Ion channels normally pass in both directions, and rectification means that the channel is selective in the direction of the current, in the process of myocardial action potential repolarization phase 2, that is, the plateau phase. One of the most important reasons for the formation of the plateau period is the inward rectification characteristic of IK1, which is very permeable at resting potential, and mainly outward current. When the membrane is hyperpolarized and the negative value of the membrane potential is greater than the equilibrium potential of IK1, the electric field force that promotes the influx of potassium ions is greater than the concentration potential energy that promotes the outflow of potassium ions, so the influx of potassium ions occurs, and the permeability is high. Conversely, when the membrane is depolarized, the permeability of IK1 decreases, and the outflow of potassium ions through IK1 decreases, and the outflow of potassium ions through IK1 is close to zero when the depolarization is lower or positive.

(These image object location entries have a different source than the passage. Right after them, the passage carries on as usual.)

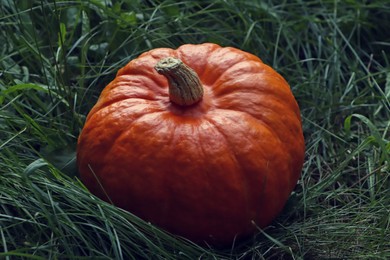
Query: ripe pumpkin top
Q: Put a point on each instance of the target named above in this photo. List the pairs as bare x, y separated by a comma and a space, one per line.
202, 164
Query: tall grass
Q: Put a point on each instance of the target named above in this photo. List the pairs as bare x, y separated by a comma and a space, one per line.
56, 57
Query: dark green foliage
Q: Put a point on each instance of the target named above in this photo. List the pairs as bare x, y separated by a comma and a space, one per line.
56, 57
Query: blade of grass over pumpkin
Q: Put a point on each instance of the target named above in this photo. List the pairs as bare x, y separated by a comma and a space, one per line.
56, 57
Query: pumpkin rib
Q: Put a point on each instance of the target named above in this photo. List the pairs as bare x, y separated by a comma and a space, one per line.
204, 170
233, 147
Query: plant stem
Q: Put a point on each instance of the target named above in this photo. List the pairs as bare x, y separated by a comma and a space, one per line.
185, 88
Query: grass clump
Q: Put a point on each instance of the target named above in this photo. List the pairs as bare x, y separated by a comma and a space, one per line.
56, 56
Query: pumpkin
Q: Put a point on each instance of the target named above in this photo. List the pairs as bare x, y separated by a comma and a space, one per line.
204, 141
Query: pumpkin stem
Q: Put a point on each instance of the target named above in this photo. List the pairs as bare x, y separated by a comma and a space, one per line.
185, 88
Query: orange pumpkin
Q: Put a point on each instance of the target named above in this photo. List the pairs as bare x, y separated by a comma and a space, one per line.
202, 141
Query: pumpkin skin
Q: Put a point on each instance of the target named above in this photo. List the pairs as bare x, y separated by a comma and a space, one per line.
207, 171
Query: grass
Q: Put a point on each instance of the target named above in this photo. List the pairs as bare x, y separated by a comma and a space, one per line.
56, 57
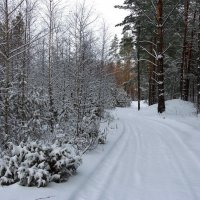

Obviously, this channel has greater permeability to the influx of potassium ions during hyperpolarization than the outflow of potassium ions during depolarization, like the action of a diode. This phenomenon in which the permeability of potassium ions is reduced by depolarization of the membrane is called inward rectification. In the outward rectifier potassium channel, the outflow current of potassium ions is much greater than that of potassium inflow under the same voltage difference.

More than -40mV I think introversion means that the curve of the voltage-current graph is curved downwards and the direction of the ion current should not be directly related (although the direction of the current is indeed inward at the time).

The phenomenon that the permeability of the IK1 channel to K+ is reduced due to the depolarization of the membrane is called inward rectification.

I would like to ask, the eighth edition of the physiology book says that the inward rectifier potassium channel begins to work in the second plateau stage, and the potassium ions in the super-membrane state should be inflow, so why is it still the main outward current in the second phase?